Showing posts with label box squats. Show all posts
Showing posts with label box squats. Show all posts

Wednesday, October 25, 2023

Pivot. Week 1. Session A.

sRPE @6
BW - 221

Box Squat - up to 345X1 @9

Wide-Grip Press, paused on chest - up to 125X2 @10

Pull-Downs with end-ROM drop-set - X10/6; 10/5 @~10

Been a roller-coaster couple of weeks fighting through a lingering cold, traveling for 3 days, then coming back with the flu.  Decided to stop trying to eke out gains from the prior training block, and just pivot and start a new block (hopefully) next week.

The planned new block would be lower rep work, so my plan here was to work up on some relatively novel variations to try and stimulate the skill of low rep work ahead of starting the block.

It's possible box squats are no longer novel enough for this kind of thing, as I pretty quickly aggravated my right glute.  So now I have that on top of everything else, lol.

WG dead-stop presses were fun if a bit awkward to figure out the grip width and walk out.

REALLY liked the mechanical drop-set on the pull-downs.  This kind of thing is becoming more popular in the body-building world as the literature around end-range partials for hypertrophy continues to grow.  What I did here was take a long ROM pull-down to technical failure then keep going only brining my upper arms down to ~parallel.  The burn on the drop-set partials was real.  

Tuesday, August 22, 2023

Mid-Rep Volume PRs. Pivot Session E.

sRPE @7.5
BW - 225

Box Squat - up to 380X1 @9

Roman Chair Squat - BWX10, 10, 10 @7/9

Dips - up to BW+65X1 @8

Decline Bench - up to 225X3 @7.5

Cambered Bench - 135X6, 6, 6, 6 @7/8

Messing around the couple of sessions before I go on a trip.  Decided to work up on Box Squat. Everything felt really good, especially once I called spotters in.  Heaviest I've squatted to a box is 335X5, so this is certainly a PR on this lift.

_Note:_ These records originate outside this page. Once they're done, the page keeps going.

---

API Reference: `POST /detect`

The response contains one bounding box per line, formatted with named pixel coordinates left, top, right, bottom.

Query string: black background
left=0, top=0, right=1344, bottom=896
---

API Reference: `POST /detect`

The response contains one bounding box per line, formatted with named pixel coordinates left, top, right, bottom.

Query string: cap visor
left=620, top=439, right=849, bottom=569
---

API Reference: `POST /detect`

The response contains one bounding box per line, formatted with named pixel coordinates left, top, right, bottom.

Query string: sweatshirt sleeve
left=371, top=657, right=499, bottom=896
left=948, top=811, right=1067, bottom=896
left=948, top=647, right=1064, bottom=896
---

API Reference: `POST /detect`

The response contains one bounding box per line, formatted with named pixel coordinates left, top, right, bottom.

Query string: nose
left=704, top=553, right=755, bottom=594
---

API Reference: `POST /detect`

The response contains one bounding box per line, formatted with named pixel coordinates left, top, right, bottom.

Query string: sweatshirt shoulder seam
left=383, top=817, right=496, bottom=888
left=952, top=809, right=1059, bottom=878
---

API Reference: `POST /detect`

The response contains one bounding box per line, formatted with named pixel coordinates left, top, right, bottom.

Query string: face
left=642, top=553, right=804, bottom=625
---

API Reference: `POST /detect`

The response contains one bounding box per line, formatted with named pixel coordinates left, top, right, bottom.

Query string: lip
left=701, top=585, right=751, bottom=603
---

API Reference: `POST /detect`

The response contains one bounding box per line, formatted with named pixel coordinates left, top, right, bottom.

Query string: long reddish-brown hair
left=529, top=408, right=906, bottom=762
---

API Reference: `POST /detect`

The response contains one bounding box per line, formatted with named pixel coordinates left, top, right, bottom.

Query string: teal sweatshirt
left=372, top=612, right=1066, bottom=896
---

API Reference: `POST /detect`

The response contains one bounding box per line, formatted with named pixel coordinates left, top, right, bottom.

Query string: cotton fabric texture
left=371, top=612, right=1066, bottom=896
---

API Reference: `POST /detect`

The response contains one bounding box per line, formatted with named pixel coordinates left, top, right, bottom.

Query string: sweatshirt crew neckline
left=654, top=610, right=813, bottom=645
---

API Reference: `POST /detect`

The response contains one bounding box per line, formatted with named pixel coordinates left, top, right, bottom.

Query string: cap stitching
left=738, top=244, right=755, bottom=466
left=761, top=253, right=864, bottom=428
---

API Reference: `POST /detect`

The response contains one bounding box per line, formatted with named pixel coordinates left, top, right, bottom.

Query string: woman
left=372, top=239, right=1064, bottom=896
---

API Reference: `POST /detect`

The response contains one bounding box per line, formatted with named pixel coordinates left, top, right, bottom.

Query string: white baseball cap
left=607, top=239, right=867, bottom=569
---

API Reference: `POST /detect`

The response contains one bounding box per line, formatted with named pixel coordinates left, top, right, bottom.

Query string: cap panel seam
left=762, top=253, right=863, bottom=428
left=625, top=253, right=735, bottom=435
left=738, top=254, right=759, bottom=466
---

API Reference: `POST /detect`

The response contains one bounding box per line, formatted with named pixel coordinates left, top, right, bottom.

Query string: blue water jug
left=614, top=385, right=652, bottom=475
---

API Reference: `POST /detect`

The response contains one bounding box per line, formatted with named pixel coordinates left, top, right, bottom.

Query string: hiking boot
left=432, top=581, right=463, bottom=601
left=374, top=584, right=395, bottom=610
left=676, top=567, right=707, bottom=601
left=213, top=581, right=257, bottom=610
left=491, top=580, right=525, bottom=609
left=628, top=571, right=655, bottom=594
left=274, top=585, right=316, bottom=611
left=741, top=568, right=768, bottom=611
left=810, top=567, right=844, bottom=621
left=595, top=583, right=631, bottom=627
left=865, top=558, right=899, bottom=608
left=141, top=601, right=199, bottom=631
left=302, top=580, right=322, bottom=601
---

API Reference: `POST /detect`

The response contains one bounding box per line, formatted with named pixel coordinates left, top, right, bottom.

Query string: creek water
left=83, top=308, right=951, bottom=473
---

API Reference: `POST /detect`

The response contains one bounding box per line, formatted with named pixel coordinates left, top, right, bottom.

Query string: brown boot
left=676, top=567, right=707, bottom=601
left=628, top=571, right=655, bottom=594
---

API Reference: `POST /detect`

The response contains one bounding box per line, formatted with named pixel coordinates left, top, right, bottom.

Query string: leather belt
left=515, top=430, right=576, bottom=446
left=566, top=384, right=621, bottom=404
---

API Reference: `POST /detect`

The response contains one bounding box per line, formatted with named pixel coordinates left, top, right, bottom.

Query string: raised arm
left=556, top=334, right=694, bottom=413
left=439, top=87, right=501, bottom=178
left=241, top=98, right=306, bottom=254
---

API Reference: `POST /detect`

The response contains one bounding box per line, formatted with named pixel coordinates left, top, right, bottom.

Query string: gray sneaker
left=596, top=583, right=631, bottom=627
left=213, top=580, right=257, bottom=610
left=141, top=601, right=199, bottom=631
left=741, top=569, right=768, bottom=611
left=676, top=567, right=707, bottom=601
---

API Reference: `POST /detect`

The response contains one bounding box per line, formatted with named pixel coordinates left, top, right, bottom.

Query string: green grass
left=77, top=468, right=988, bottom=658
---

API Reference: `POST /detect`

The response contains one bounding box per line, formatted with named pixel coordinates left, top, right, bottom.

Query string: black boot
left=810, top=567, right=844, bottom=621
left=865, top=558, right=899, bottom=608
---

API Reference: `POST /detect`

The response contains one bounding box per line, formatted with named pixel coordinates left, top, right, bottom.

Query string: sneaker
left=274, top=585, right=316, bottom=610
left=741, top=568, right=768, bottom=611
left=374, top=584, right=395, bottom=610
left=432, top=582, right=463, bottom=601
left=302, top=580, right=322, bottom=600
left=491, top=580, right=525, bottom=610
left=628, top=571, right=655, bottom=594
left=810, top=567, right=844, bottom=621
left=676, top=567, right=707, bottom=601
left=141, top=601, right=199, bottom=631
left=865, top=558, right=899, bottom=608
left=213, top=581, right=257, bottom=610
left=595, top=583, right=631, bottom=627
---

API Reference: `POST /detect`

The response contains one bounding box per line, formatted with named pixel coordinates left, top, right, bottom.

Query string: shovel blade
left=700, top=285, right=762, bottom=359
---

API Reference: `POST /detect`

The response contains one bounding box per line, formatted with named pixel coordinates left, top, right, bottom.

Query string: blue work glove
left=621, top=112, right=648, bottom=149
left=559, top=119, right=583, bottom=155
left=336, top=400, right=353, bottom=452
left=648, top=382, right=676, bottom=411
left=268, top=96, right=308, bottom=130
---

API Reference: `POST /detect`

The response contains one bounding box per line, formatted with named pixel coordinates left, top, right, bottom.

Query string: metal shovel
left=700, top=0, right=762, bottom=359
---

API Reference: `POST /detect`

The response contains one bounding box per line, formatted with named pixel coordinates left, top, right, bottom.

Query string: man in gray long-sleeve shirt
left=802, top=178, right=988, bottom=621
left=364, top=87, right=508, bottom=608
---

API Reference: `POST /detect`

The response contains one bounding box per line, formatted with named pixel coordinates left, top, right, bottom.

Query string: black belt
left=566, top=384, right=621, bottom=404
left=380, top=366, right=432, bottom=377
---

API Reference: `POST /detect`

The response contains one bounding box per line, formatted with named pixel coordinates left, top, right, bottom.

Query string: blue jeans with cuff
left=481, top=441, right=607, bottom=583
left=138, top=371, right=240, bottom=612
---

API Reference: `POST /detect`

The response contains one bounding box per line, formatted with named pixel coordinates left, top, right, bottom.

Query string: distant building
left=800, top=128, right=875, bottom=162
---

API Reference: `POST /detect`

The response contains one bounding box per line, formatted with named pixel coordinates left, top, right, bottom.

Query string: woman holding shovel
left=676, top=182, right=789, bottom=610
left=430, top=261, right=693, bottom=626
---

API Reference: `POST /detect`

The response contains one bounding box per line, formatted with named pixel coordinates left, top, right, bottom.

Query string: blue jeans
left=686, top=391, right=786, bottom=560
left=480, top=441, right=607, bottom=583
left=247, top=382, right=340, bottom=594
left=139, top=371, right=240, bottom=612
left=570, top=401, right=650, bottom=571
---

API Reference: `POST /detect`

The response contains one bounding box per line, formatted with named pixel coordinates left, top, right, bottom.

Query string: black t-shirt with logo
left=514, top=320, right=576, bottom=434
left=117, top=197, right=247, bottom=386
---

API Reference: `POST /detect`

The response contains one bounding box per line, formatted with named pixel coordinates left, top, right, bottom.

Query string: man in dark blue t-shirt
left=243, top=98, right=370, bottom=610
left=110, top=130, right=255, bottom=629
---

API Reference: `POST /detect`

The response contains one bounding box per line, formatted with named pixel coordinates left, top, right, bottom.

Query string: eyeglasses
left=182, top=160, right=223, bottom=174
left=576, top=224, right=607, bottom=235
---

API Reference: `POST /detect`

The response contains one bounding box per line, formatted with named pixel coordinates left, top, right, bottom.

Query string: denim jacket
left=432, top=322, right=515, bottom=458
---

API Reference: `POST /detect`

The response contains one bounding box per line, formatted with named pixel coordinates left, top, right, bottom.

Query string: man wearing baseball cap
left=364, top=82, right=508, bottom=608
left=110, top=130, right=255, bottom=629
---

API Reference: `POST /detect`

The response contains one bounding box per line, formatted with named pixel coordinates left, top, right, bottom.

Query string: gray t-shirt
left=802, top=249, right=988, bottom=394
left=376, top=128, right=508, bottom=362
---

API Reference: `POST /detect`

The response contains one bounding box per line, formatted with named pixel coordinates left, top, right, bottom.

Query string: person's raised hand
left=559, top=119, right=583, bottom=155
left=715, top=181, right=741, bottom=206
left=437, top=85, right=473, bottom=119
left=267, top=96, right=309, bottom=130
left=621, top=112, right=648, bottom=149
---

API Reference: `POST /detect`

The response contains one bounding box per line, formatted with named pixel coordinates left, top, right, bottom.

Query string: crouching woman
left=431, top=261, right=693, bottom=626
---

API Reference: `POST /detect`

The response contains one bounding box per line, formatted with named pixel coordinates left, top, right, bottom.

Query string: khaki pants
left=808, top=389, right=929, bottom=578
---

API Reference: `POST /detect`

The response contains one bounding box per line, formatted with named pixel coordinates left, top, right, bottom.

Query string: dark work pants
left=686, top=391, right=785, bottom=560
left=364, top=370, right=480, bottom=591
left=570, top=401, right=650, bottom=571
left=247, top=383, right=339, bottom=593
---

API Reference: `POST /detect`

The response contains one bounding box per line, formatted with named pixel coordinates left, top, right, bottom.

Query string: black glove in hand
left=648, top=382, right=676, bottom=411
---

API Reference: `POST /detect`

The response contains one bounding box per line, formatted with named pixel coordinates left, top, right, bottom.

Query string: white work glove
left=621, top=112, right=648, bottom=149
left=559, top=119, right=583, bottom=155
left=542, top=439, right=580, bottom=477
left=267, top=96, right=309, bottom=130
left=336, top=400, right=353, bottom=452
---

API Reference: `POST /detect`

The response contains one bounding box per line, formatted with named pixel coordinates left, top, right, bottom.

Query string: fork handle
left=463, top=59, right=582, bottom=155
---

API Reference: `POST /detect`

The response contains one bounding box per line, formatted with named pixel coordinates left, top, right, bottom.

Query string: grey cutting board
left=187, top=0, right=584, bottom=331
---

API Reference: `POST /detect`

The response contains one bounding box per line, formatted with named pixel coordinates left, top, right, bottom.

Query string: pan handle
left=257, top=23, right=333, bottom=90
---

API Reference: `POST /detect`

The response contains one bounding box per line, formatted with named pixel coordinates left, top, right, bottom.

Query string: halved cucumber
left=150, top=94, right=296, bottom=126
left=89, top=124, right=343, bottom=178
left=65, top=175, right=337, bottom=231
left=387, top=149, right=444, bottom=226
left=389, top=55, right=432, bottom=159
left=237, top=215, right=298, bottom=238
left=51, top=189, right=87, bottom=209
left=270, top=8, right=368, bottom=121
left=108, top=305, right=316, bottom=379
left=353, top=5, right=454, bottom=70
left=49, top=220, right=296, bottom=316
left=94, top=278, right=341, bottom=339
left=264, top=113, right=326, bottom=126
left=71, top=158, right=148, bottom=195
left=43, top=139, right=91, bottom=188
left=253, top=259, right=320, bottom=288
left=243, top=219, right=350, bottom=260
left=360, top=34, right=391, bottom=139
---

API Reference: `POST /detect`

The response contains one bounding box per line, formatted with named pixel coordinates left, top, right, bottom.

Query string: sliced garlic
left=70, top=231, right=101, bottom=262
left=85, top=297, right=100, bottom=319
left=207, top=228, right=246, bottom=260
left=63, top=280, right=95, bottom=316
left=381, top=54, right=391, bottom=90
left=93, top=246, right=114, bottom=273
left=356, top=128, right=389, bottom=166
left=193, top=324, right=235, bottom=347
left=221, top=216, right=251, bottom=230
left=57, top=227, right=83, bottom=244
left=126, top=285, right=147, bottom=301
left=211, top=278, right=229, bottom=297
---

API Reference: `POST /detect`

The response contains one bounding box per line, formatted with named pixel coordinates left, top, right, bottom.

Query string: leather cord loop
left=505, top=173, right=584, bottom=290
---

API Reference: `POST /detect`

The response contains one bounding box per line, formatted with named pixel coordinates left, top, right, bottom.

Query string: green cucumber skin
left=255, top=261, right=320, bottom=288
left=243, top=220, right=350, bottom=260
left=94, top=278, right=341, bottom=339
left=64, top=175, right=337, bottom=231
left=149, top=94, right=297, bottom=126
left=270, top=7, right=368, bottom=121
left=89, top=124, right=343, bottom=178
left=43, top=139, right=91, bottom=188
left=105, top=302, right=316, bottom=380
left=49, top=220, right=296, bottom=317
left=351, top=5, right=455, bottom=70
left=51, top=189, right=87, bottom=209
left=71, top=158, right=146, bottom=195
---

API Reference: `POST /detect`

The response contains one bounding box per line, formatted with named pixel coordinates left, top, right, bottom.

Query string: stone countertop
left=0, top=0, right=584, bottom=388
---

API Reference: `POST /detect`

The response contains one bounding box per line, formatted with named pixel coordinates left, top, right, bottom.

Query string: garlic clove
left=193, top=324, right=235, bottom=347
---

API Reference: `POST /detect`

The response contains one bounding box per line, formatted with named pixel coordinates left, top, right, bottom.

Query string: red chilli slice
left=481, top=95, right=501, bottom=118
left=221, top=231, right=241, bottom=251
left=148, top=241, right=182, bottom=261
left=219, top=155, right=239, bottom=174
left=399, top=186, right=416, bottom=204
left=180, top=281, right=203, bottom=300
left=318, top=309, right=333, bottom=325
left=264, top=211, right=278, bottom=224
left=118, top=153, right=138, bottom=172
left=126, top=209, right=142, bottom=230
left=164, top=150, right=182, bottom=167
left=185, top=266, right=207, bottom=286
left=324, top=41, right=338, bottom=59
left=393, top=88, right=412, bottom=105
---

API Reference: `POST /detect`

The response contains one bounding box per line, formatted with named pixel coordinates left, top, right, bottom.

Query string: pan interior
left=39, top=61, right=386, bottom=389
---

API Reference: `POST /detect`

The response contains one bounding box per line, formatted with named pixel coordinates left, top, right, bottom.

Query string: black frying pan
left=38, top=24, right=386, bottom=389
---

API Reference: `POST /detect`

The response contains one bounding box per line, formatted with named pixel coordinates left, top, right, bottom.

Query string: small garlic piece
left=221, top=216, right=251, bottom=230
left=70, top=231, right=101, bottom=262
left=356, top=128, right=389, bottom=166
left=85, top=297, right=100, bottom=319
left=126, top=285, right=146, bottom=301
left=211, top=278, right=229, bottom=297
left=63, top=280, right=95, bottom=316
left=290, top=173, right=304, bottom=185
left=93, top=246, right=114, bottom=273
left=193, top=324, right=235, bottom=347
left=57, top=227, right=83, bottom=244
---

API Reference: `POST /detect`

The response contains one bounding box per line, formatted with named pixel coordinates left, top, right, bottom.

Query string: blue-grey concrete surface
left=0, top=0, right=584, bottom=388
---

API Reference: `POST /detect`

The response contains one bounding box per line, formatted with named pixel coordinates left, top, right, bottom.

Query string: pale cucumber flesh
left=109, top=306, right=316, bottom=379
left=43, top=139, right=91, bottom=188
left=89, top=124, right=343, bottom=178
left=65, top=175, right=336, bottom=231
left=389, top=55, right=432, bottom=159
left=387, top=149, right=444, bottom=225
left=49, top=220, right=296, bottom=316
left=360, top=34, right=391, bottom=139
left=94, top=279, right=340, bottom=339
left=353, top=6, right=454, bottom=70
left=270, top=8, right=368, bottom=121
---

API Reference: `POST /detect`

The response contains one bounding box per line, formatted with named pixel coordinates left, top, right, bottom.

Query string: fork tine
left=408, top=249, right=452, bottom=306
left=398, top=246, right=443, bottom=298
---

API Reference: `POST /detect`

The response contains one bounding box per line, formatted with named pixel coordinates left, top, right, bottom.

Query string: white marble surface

Worked up on Dips just because I haven't hit them in a couple of weeks.

Then a buddy from the Konjugate Krew came in and I worked in with him on Max Effort Bench stuff.  I'm sure I've done Decline Bench in my life, but I have no record of having done it going back 13 years.  So...PR?

Sunday, June 25, 2023

ME Lower Team Training

sRPE @6
BW - 221

Box Squat - up to 335X5 @9

SSB Good Morning - 
185X5 @10 (technical breakdown)
135X8 @7.5

Worked in with my Conjugate friends in a quick session because the gym was closing early.

335X5 is a Box Squat PR.  My previous best was 275X1.  335X1 is the heaviest I've gone on comp Squat this calendar year.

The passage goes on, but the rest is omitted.